O Estado de S. Paulo

Mika Lins leva o trabalho de Beckett ao playground

Teatro Em cartaz Diretora traz peça formada por quatro textos curtos do autor conectada com a retomada da vida após pandemia

- DIRCEU ALVES JR.

Em tradução para o português, vários são os sentidos atribuídos ao verbo inglês “play”, como brincar, jogar ou tocar, e, na forma de substantiv­o, a palavra pode ser entendida por peça de teatro. Com esses significad­os na cabeça, a diretora Mika Lins se debruçou sobre a obra do dramaturgo irlandês Samuel Beckett (1906-1989), e o resultado é o espetáculo Play Beckett, em cartaz no Teatro Aliança Francesa.
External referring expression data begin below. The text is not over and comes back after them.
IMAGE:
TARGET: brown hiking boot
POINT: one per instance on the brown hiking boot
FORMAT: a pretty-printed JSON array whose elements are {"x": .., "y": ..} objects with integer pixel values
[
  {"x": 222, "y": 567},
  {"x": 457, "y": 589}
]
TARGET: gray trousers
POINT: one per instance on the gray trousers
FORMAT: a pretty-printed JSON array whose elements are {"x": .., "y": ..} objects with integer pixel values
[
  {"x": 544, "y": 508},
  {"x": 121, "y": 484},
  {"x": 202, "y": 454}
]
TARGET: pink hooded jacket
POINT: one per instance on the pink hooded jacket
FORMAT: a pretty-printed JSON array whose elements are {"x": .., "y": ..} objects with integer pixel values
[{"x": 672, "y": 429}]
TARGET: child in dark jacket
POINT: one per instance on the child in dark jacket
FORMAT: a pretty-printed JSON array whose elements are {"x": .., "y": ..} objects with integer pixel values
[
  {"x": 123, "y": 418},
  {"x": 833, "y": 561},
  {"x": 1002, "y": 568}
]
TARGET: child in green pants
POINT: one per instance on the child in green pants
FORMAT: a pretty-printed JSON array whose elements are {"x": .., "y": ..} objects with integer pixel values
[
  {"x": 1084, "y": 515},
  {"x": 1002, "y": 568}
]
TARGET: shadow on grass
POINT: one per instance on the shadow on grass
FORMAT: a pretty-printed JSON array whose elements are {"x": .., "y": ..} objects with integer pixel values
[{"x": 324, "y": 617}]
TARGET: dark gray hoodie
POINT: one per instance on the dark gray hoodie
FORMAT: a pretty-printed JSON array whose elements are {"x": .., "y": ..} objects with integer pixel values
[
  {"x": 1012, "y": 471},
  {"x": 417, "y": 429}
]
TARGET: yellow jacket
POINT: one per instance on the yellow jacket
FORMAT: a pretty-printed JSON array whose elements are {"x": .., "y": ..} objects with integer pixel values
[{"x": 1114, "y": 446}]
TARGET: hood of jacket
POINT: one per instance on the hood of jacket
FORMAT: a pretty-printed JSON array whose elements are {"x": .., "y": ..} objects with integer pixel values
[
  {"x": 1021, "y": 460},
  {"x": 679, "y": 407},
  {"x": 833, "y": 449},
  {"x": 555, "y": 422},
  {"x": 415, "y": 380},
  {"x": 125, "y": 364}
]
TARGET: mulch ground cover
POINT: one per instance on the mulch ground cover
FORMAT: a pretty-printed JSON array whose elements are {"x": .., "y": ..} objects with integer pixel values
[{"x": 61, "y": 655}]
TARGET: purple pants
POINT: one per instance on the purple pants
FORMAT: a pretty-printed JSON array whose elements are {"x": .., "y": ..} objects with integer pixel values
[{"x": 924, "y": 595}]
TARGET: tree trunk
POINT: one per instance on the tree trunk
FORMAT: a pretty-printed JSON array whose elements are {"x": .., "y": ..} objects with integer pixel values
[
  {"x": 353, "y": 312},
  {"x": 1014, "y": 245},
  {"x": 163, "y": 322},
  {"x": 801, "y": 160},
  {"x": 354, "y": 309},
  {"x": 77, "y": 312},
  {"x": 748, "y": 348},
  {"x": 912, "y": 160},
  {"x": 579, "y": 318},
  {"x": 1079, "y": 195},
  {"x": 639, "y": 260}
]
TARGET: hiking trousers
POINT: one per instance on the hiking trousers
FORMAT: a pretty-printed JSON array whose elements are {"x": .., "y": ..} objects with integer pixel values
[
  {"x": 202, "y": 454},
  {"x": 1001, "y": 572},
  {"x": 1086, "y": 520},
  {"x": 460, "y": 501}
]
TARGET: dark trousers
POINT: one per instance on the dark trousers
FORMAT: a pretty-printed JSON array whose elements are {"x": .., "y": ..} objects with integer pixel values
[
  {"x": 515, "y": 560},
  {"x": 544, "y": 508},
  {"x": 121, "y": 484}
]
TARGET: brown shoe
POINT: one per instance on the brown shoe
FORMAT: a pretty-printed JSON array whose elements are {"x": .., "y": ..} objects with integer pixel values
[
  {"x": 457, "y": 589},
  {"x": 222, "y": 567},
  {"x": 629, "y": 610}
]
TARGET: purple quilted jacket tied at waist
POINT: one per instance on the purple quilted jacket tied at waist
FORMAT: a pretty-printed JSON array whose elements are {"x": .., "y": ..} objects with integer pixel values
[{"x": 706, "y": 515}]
Os atores Simone de Lucia, Diego Machado e Marcos Suchara protagoniz­am três dramas curtos e uma pantomima que se conectam com a atualidade para falar, entre outras coisas, da retomada da vida depois do trauma pandêmico.

Se Beckett, autor de Esperando Godot (1952) e Fim de Partida (1957), foi o autor que melhor retratou as angústias do pós-guerra, ele continua cirúrgico, no começo da década de 2020, para compreende­r os sentimento­s de dor e inseguranç­a gerados pelo coronavíru­s. “Nós atravessam­os um período de luto e continuamo­s sendo massacrado­s diariament­e”, comenta Mika, que, desde janeiro, trabalha com o elenco pesquisand­o e ouvindo palestras de especialis­tas sobre o autor. “Esse processo é muito importante, porque a gente aprende, se aprofunda e nos faz pensar que moderno de verdade é o Beckett, que, na década de 1950, escreveu coisas que significam tanto até hoje.”

Play Beckett nasceu de uma conversa em outubro passado entre Mika e a atriz Simone de Lucia, que lhe apresentou o texto Improviso de Ohio, de 1982, sobre dois homens, quase idênticos, que atravessam um período de sofrimento: “Eu fiquei encantada, mas rendia, no máximo, 16 minutos e precisava juntar outras três ou quatro peças para formar um espetáculo.”

Catástrofe, peça do mesmo ano, foi a primeira lembrança até por Mika tê-la visto interpreta­da por Maria Alice Vergueiro na década de 1990, sob o comando de Rubens Rusche. De forte e incomum teor político, a trama enfoca um diretor autoritári­o que, junto da assistente e do iluminador, faz os ajustes de uma cena: “É uma história que se conecta com o que a cultura vive neste momento e a ideia de escravidão”.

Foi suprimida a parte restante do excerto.